Flaky Test Benchmark Report 2026: Rates, Root Causes, and Cost Implications

Flaky tests are increasing across the industry. This report compiles benchmark data, causes, costs, and detection strategies for modern CI pipelines.

Jashn Jain

Mar 9, 2026

Flaky tests are getting worse, not better. That's the short version.

The Bitrise Mobile Insights 2025 report analyzed over 10 million builds across 3.5 years and found that the proportion of teams experiencing test flakiness grew from 10% in 2022 to 26% in 2025. During the same period, pipeline complexity increased by 23%.

This report compiles benchmark data from Google, Microsoft, Atlassian, Bitrise, and peer-reviewed academic research into a single source. If you need numbers to justify fixing flaky tests, budget for a flaky test detection tool, or benchmark your team's flakiness rate against the industry, the data is here.

For context on how flaky tests fit into broader test analytics and test failure analysis workflows, we've linked relevant guides throughout.

Flakiness rates are rising, not falling

You'd expect that better frameworks, smarter CI tools, and AI-powered testing would reduce flakiness. The data says otherwise.

area-chart-1-1-scaled

Source: Bitrise Mobile Insights 2025, based on 10M+ builds across 3.5 years (Jan 2022 - Jun 2025)

The Bitrise report tracked this across 10 million+ builds:

Year	% of teams experiencing flakiness	Pipeline complexity (relative)
2022	10%	Baseline
2025	26%	+23%

That's a 160% increase in the proportion of teams dealing with flaky tests. In three years.

Why is it getting worse?

Test suites are growing. Teams run more unit, integration, and E2E tests earlier in the pipeline. More tests mean more surface area for flakiness.
Pipelines are more complex. The 23% increase in workflow complexity means more steps, more environments, and more opportunities for non-deterministic behavior.
Parallelism introduces new failure modes. Running tests across multiple containers or shards introduces timing and state-sharing issues that don't occur in sequential runs.
Third-party dependencies multiply. Every API call, cloud service, or external database your tests touch is another source of instability.

Important Note: Flakiness increasing doesn't mean teams are writing worse tests. It means the testing problem space is growing faster than current tools and practices can keep up.

Benchmark flaky test rates by company

What does flakiness look like at companies that actually measure it? Here's what the published data shows:

Company	Flakiness metric	Value	Source
Google	% of flaky tests	16%	Google Testing Blog, 2016
Google	% of all test executions that are flaky	1.5%	Google Testing Blog, 2016
Google	% of pass-to-fail transitions caused by flakes	84%	Google Testing Blog, 2016
Atlassian	% of Jira Backend repo failures from flakes	15%	Atlassian Engineering, 2025
Atlassian	% of Jira Frontend master build failures from flakes	21%	Atlassian Engineering, 2025
Microsoft	% of test failures that are flaky	13%	Microsoft Research
GitHub	% of commits with a flaky-caused red build	9%	GitHub, 2020
Large orgs (survey)	% with >5% non-deterministic results	24%	LambdaTest Survey, 2026

single-bar-chart

Flaky test rates at major tech companies.
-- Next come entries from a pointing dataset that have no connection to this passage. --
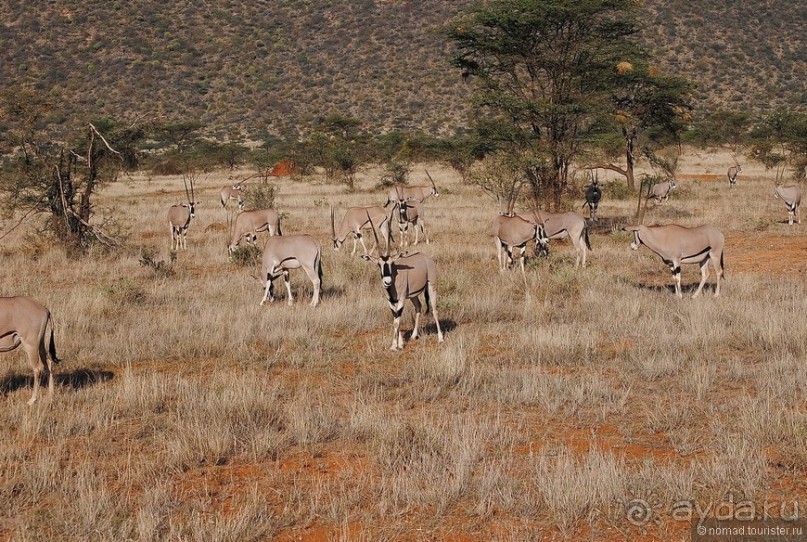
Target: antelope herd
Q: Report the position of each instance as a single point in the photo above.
(404, 275)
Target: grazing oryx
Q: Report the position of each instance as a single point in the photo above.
(233, 192)
(282, 253)
(355, 219)
(249, 223)
(512, 233)
(417, 194)
(561, 225)
(732, 173)
(678, 245)
(791, 195)
(179, 218)
(24, 321)
(593, 197)
(410, 212)
(406, 276)
(661, 191)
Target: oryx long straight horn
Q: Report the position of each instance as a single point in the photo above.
(284, 253)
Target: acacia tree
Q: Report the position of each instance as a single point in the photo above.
(546, 68)
(650, 111)
(45, 175)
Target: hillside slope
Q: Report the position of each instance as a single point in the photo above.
(276, 66)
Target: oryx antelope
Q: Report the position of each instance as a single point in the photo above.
(249, 223)
(406, 276)
(24, 321)
(593, 197)
(355, 219)
(677, 245)
(661, 191)
(410, 212)
(511, 234)
(732, 173)
(179, 218)
(561, 225)
(417, 194)
(233, 192)
(791, 195)
(283, 253)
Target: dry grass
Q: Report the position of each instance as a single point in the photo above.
(187, 412)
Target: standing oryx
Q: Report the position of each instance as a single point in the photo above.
(249, 223)
(593, 197)
(661, 191)
(179, 218)
(511, 234)
(561, 225)
(233, 192)
(678, 245)
(732, 173)
(418, 194)
(791, 195)
(282, 253)
(410, 212)
(24, 321)
(406, 276)
(355, 219)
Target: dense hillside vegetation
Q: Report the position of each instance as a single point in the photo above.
(277, 66)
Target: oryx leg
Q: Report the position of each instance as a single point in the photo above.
(418, 306)
(433, 301)
(704, 275)
(675, 267)
(287, 282)
(38, 360)
(397, 336)
(580, 249)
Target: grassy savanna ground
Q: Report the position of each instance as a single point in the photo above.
(187, 412)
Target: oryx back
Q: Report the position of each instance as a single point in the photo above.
(677, 245)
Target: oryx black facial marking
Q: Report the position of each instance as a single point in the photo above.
(283, 253)
(352, 223)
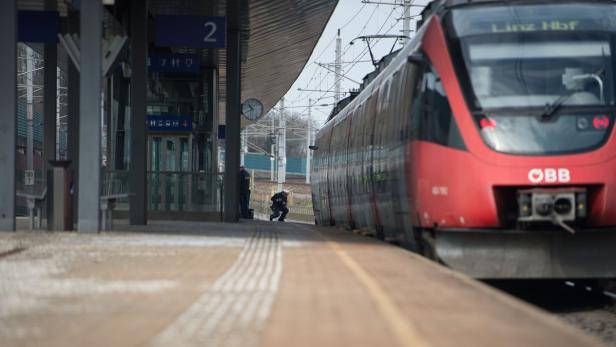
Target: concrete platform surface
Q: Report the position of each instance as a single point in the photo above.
(249, 284)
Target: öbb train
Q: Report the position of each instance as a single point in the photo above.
(486, 143)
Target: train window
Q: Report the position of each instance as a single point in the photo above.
(432, 116)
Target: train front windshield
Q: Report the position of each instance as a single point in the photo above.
(538, 78)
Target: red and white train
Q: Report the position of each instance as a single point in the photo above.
(487, 142)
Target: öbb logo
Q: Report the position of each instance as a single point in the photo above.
(549, 176)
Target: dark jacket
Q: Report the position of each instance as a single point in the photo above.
(279, 200)
(244, 182)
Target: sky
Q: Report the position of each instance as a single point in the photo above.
(354, 18)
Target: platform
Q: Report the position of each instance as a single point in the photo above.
(249, 284)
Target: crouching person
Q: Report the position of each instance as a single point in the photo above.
(279, 206)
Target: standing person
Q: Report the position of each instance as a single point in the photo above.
(244, 192)
(279, 205)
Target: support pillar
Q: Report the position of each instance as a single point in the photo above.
(50, 110)
(50, 104)
(232, 121)
(8, 112)
(139, 80)
(90, 116)
(73, 118)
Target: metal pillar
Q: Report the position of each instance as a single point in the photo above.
(90, 114)
(50, 97)
(73, 117)
(338, 68)
(406, 22)
(282, 147)
(8, 112)
(232, 121)
(308, 141)
(30, 111)
(274, 135)
(138, 138)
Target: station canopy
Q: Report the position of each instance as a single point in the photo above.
(277, 39)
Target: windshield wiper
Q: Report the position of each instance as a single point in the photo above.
(550, 109)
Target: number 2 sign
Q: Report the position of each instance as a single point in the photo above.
(190, 31)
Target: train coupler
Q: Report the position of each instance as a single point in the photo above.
(557, 206)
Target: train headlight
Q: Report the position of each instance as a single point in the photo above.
(563, 206)
(525, 205)
(544, 206)
(581, 206)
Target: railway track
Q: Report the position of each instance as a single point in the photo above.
(588, 305)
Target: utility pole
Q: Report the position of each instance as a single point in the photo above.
(273, 135)
(308, 141)
(244, 146)
(406, 22)
(30, 112)
(338, 68)
(282, 149)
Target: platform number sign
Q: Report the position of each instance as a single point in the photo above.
(190, 31)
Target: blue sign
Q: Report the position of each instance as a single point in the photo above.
(190, 31)
(38, 26)
(170, 123)
(183, 63)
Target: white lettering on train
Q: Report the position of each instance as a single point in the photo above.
(549, 176)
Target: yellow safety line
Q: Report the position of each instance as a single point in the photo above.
(406, 334)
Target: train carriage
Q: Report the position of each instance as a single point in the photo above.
(487, 142)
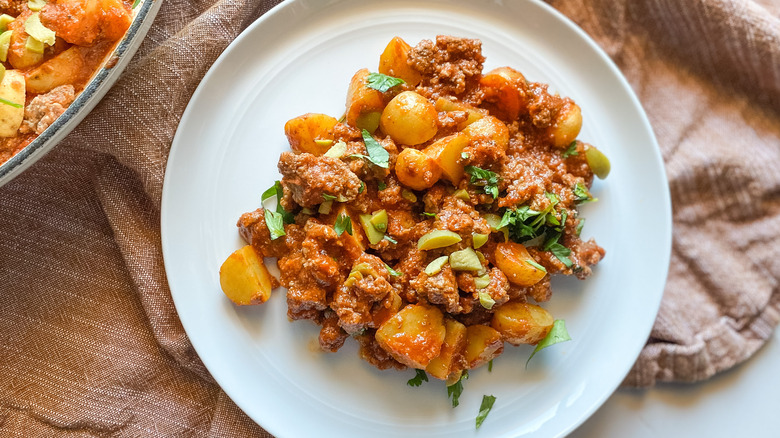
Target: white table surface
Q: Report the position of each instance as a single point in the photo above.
(741, 402)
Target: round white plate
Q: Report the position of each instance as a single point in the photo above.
(299, 58)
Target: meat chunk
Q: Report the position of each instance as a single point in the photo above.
(45, 108)
(308, 177)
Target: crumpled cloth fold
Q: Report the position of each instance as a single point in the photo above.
(90, 343)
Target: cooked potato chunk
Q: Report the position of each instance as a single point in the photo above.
(244, 278)
(518, 266)
(393, 62)
(489, 128)
(567, 125)
(409, 119)
(446, 152)
(364, 104)
(416, 170)
(504, 87)
(483, 344)
(522, 323)
(64, 68)
(12, 90)
(414, 335)
(450, 360)
(312, 133)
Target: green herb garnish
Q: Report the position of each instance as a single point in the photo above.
(418, 378)
(571, 151)
(381, 82)
(343, 223)
(456, 389)
(484, 178)
(395, 273)
(484, 408)
(558, 334)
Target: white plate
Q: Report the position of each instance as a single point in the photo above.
(299, 58)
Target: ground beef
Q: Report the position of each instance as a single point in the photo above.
(45, 108)
(307, 178)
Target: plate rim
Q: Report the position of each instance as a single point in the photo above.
(625, 86)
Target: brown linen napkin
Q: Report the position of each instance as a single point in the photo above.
(90, 343)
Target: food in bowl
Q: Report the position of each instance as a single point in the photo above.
(49, 51)
(427, 222)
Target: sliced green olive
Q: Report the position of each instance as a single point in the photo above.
(438, 239)
(465, 260)
(374, 235)
(436, 266)
(482, 281)
(368, 121)
(598, 162)
(479, 239)
(379, 220)
(462, 194)
(338, 150)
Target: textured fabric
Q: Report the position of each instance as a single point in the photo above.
(90, 343)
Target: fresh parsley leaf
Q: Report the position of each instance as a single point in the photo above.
(581, 194)
(376, 153)
(558, 250)
(536, 265)
(395, 273)
(275, 223)
(484, 178)
(418, 378)
(278, 191)
(381, 82)
(571, 151)
(557, 334)
(456, 389)
(484, 408)
(580, 224)
(343, 223)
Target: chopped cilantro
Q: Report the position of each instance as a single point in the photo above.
(395, 273)
(417, 380)
(484, 178)
(581, 194)
(557, 334)
(456, 389)
(275, 223)
(571, 151)
(484, 408)
(343, 223)
(381, 82)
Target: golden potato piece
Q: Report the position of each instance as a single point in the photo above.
(409, 119)
(567, 125)
(312, 133)
(414, 335)
(522, 323)
(446, 152)
(504, 88)
(364, 104)
(489, 128)
(394, 62)
(416, 170)
(244, 278)
(450, 360)
(483, 344)
(518, 266)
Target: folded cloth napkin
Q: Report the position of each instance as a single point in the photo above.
(90, 343)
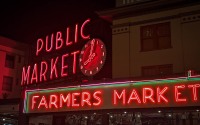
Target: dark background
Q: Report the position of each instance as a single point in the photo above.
(25, 21)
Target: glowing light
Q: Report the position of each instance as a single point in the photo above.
(82, 28)
(74, 60)
(148, 94)
(40, 45)
(160, 94)
(25, 75)
(194, 90)
(47, 43)
(33, 101)
(74, 99)
(134, 96)
(34, 74)
(67, 99)
(177, 94)
(53, 101)
(54, 68)
(43, 73)
(59, 39)
(122, 95)
(85, 99)
(43, 102)
(76, 33)
(63, 73)
(96, 96)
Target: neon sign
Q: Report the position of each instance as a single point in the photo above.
(58, 67)
(139, 94)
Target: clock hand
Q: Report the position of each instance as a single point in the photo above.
(92, 46)
(91, 57)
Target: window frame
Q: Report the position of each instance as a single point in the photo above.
(10, 84)
(155, 36)
(6, 59)
(157, 70)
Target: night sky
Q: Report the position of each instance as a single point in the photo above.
(26, 21)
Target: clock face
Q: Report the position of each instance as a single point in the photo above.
(92, 57)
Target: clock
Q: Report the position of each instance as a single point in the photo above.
(92, 57)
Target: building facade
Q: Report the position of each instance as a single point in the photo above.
(12, 56)
(156, 39)
(155, 71)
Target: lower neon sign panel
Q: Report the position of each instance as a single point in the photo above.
(148, 94)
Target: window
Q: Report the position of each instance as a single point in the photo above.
(157, 70)
(10, 61)
(19, 59)
(155, 37)
(7, 83)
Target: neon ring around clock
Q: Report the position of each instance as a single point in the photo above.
(92, 57)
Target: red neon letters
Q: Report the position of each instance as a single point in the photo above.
(68, 100)
(115, 97)
(31, 75)
(60, 42)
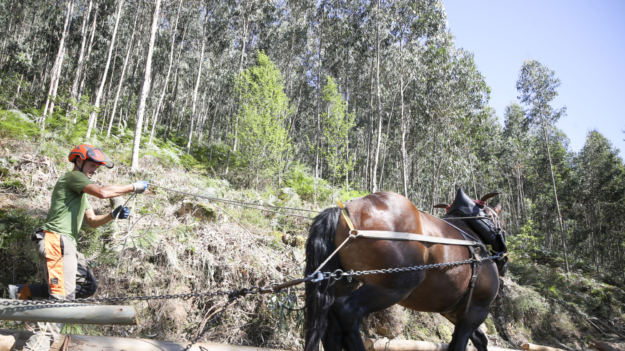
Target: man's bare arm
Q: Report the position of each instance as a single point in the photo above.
(95, 220)
(105, 192)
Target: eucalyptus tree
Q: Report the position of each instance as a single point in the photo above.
(263, 108)
(599, 192)
(146, 86)
(58, 64)
(93, 115)
(537, 86)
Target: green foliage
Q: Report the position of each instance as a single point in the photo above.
(16, 225)
(17, 124)
(262, 113)
(337, 123)
(14, 184)
(309, 188)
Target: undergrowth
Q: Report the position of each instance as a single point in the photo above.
(181, 244)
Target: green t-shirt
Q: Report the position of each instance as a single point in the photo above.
(68, 206)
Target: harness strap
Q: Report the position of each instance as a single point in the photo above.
(387, 235)
(345, 214)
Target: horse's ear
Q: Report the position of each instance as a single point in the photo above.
(488, 196)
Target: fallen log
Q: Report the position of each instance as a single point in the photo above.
(414, 345)
(70, 313)
(99, 343)
(533, 347)
(590, 319)
(601, 346)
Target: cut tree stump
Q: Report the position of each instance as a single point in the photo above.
(414, 345)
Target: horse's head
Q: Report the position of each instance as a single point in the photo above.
(494, 212)
(487, 223)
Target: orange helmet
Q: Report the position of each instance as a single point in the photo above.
(88, 152)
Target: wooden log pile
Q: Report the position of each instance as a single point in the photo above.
(15, 340)
(74, 313)
(414, 345)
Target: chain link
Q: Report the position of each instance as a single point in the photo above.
(338, 274)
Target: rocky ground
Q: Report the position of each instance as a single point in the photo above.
(177, 244)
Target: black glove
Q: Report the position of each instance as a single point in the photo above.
(120, 212)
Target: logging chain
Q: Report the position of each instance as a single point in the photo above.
(234, 295)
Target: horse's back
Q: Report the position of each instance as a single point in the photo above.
(387, 211)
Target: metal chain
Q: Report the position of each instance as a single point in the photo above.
(210, 324)
(339, 273)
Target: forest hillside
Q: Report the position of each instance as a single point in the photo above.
(175, 244)
(294, 103)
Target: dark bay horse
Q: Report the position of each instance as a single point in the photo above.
(334, 310)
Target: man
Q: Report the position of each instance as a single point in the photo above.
(65, 269)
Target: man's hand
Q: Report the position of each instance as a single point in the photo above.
(108, 191)
(140, 186)
(120, 212)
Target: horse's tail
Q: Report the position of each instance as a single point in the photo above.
(320, 295)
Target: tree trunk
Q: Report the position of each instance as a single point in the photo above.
(374, 187)
(171, 61)
(81, 86)
(243, 44)
(318, 130)
(94, 115)
(56, 68)
(81, 53)
(176, 80)
(555, 193)
(197, 85)
(134, 165)
(121, 77)
(404, 154)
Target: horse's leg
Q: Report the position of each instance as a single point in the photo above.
(467, 326)
(350, 310)
(332, 340)
(479, 339)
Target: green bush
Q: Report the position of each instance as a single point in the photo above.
(17, 124)
(307, 187)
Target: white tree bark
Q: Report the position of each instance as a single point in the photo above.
(197, 85)
(81, 86)
(81, 54)
(93, 116)
(134, 165)
(374, 187)
(171, 61)
(404, 154)
(56, 68)
(121, 78)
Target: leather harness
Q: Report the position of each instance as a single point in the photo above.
(474, 246)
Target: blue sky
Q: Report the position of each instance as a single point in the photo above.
(582, 41)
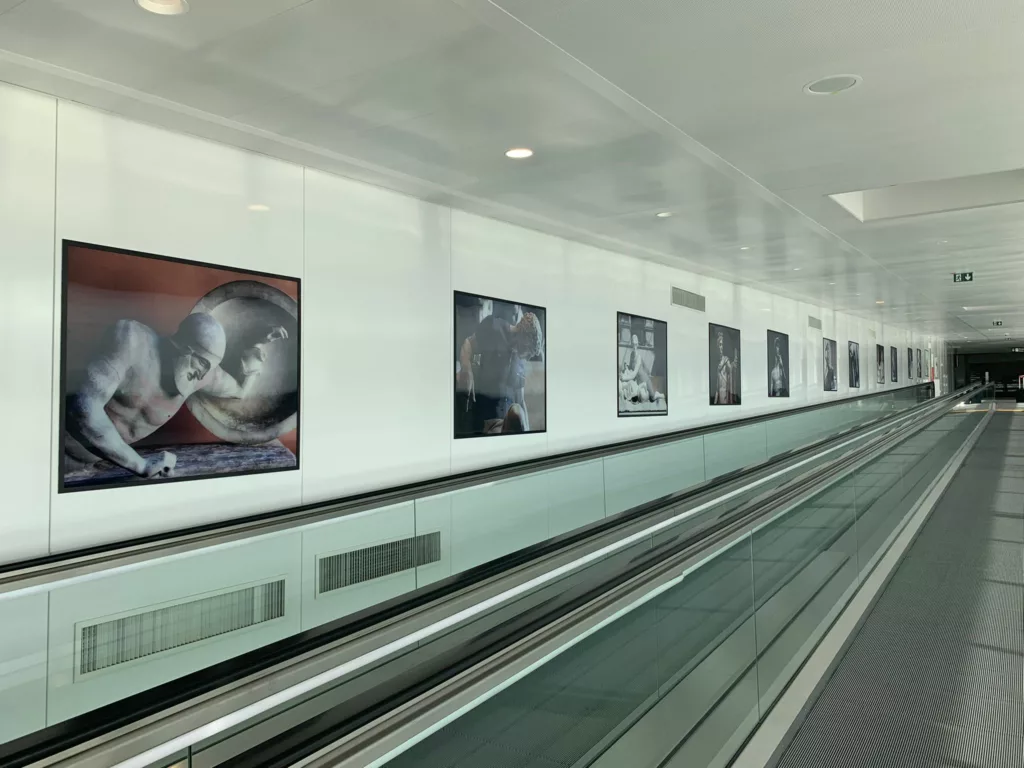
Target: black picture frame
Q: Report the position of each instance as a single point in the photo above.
(853, 371)
(731, 354)
(465, 427)
(62, 375)
(829, 363)
(778, 364)
(652, 337)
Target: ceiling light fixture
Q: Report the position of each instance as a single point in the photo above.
(832, 84)
(164, 7)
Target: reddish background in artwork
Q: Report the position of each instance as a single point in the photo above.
(104, 287)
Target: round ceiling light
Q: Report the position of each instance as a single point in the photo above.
(832, 84)
(164, 7)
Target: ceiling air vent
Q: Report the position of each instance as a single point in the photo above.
(688, 299)
(117, 641)
(356, 566)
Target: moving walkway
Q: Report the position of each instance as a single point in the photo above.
(725, 576)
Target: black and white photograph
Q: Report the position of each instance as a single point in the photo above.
(723, 360)
(642, 366)
(174, 370)
(853, 349)
(778, 365)
(829, 356)
(500, 367)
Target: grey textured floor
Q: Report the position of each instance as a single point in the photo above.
(935, 676)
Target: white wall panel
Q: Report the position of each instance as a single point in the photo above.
(128, 185)
(28, 125)
(23, 666)
(377, 339)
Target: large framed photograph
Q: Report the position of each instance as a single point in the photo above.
(853, 350)
(829, 358)
(500, 367)
(778, 365)
(723, 359)
(642, 366)
(174, 370)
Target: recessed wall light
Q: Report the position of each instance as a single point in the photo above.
(832, 84)
(164, 7)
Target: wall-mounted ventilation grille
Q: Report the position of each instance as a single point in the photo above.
(122, 640)
(346, 568)
(688, 299)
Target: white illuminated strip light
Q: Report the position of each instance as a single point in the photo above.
(239, 717)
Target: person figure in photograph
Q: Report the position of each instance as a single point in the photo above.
(138, 380)
(634, 380)
(725, 392)
(829, 371)
(493, 372)
(777, 378)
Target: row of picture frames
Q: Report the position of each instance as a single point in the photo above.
(501, 374)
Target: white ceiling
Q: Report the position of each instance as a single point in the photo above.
(632, 105)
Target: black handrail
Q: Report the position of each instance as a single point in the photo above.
(444, 483)
(93, 724)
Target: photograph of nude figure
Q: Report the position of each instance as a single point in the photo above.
(642, 366)
(500, 367)
(173, 370)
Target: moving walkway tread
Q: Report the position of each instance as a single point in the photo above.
(935, 675)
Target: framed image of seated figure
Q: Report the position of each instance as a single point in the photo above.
(723, 360)
(641, 366)
(500, 367)
(174, 370)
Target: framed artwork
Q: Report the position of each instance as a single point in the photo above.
(778, 365)
(829, 355)
(500, 367)
(174, 370)
(641, 366)
(723, 366)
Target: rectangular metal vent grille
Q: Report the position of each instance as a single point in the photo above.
(688, 299)
(359, 565)
(121, 640)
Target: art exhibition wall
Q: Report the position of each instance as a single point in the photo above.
(378, 272)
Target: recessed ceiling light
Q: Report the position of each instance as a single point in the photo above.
(832, 84)
(164, 7)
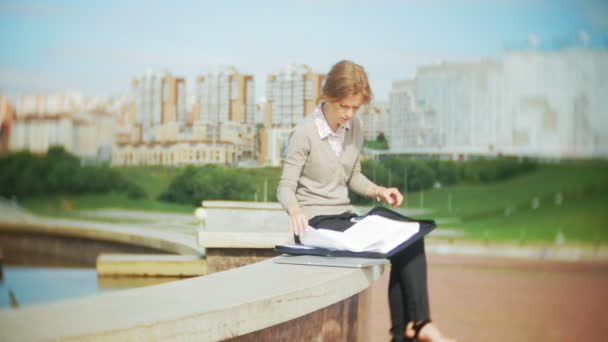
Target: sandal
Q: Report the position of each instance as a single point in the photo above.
(418, 325)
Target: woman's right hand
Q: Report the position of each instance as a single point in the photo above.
(297, 221)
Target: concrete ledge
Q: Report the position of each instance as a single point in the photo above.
(236, 216)
(242, 205)
(138, 235)
(150, 265)
(243, 239)
(209, 308)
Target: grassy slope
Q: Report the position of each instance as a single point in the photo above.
(481, 210)
(477, 209)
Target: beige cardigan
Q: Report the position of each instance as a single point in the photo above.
(316, 179)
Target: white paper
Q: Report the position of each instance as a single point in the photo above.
(372, 234)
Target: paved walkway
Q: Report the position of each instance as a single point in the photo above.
(506, 299)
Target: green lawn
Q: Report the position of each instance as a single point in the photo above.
(153, 179)
(499, 211)
(504, 211)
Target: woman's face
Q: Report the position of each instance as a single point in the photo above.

Metric used = % of tests/failures that are flaky.

A few things jump out from this.

First, Google's 1.5% per-execution rate sounds low. But across millions of daily test runs, it affects 16% of their total test inventory. That's roughly 1 in 7 tests showing flaky behavior at some point.

Second, the 84% figure is the stat that should alarm every QA team. It means the vast majority of "failures" your CI flags are not actual regressions. They're false alarms that waste debugging time.

Third, even GitHub, which runs relatively mature infrastructure, had 1 in 11 commits produce a flaky-caused red build back in 2020. That rate has likely increased given the Bitrise trend data.

Tip: If you don't measure your flaky test rate, you can't improve it. Start by tracking the number of tests that produce inconsistent results over a 30-day window. Divide that by your total test count. That's your baseline flaky rate. Compare it against the benchmarks above.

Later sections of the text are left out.